Con motivo del decreto de la elevación a “Fiesta” la memoria de santa María Magdalena se ha publicado un prefacio para la santa, (que se puede ver comentario por el Secretario de la Congregación, arriba consignado).

Prefacio
APÓSTOL DE LOS APÓSTOLES
V/. El Señor esté con vosotros. R/. Y con tu espíritu.
V/. Levantemos el corazón. R/. Lo tenemos levantado hacia el Señor.
V/. Demos gracias al Señor, nuestro Dios.

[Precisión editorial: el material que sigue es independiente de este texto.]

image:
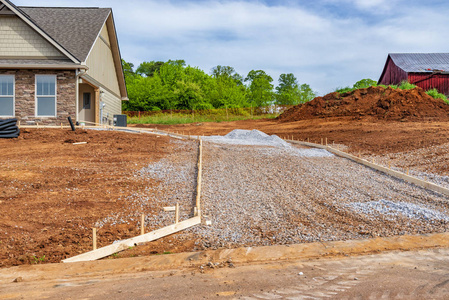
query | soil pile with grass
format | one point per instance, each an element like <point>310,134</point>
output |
<point>376,102</point>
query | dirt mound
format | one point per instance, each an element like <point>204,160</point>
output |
<point>377,102</point>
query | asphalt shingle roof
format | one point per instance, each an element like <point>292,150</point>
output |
<point>66,62</point>
<point>75,29</point>
<point>421,62</point>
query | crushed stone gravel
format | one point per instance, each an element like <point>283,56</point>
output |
<point>264,195</point>
<point>175,178</point>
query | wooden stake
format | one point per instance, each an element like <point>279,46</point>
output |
<point>198,186</point>
<point>94,238</point>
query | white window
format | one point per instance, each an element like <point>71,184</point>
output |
<point>46,95</point>
<point>6,95</point>
<point>86,100</point>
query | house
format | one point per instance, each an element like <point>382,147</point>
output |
<point>426,70</point>
<point>57,62</point>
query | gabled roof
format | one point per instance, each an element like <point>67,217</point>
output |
<point>72,30</point>
<point>22,15</point>
<point>76,29</point>
<point>421,62</point>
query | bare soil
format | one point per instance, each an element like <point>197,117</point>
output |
<point>367,136</point>
<point>377,102</point>
<point>52,192</point>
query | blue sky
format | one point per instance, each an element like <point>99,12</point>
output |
<point>325,43</point>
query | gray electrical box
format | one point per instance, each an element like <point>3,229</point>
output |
<point>120,120</point>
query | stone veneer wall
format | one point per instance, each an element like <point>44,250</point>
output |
<point>25,90</point>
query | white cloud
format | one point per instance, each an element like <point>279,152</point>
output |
<point>324,48</point>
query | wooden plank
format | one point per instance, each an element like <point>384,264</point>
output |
<point>125,244</point>
<point>400,175</point>
<point>169,208</point>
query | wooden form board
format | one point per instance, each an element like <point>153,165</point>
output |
<point>199,178</point>
<point>400,175</point>
<point>125,244</point>
<point>154,235</point>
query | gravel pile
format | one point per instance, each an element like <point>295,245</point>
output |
<point>258,138</point>
<point>171,180</point>
<point>257,195</point>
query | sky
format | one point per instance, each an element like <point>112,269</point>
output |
<point>324,43</point>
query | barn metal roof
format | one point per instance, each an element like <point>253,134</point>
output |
<point>421,62</point>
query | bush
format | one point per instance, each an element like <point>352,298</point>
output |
<point>405,85</point>
<point>344,90</point>
<point>436,95</point>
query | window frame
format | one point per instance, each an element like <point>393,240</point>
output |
<point>90,100</point>
<point>9,96</point>
<point>36,96</point>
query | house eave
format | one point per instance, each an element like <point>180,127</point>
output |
<point>43,66</point>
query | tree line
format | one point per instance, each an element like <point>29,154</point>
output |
<point>158,85</point>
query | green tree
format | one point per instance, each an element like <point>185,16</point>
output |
<point>127,69</point>
<point>306,93</point>
<point>287,91</point>
<point>148,69</point>
<point>260,90</point>
<point>364,83</point>
<point>228,90</point>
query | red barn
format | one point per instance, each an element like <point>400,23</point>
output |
<point>426,70</point>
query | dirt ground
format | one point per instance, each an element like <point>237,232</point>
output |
<point>52,192</point>
<point>367,136</point>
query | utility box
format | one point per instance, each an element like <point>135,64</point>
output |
<point>120,120</point>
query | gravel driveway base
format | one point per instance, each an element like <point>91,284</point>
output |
<point>262,195</point>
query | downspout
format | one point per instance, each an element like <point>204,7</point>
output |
<point>78,75</point>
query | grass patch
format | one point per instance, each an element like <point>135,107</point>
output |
<point>202,116</point>
<point>171,119</point>
<point>436,95</point>
<point>405,85</point>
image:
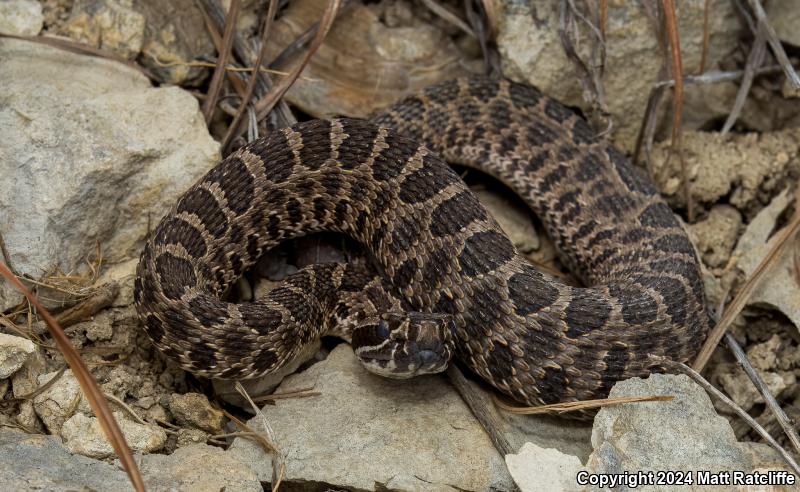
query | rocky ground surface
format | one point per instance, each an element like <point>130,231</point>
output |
<point>94,152</point>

R/. Es justo y necesario.
En verdad es justo y necesario,
es nuestro deber y salvación,
aclamarte siempre,
Padre todopoderoso,
de quien la misericordia
no es menor que el poder,
por Cristo, Señor nuestro.
El cual se apareció visiblemente en el huerto
a María Magdalena,
pues ella lo había amado en vida,
lo había visto morir en la cruz,
lo buscaba yacente en el sepulcro,
y fue la primera en adorarlo
resucitado de entre los muertos;
y él la honró ante los apóstoles
con el oficio del apostolado
para que la buena noticia de la vida nueva
llegase hasta los confines del mundo.
Por eso, Señor,
nosotros, llenos de alegría,
te aclamamos con los ángeles y con todos los santos, diciendo:
Santo, Santo, Santo…

Guadalajara, Jalisco, hoy domingo 22 de abril 2018 (Por las normas litúrgica comunes el Domingo ha prevalecido sobre la fiesta del 22 de julio).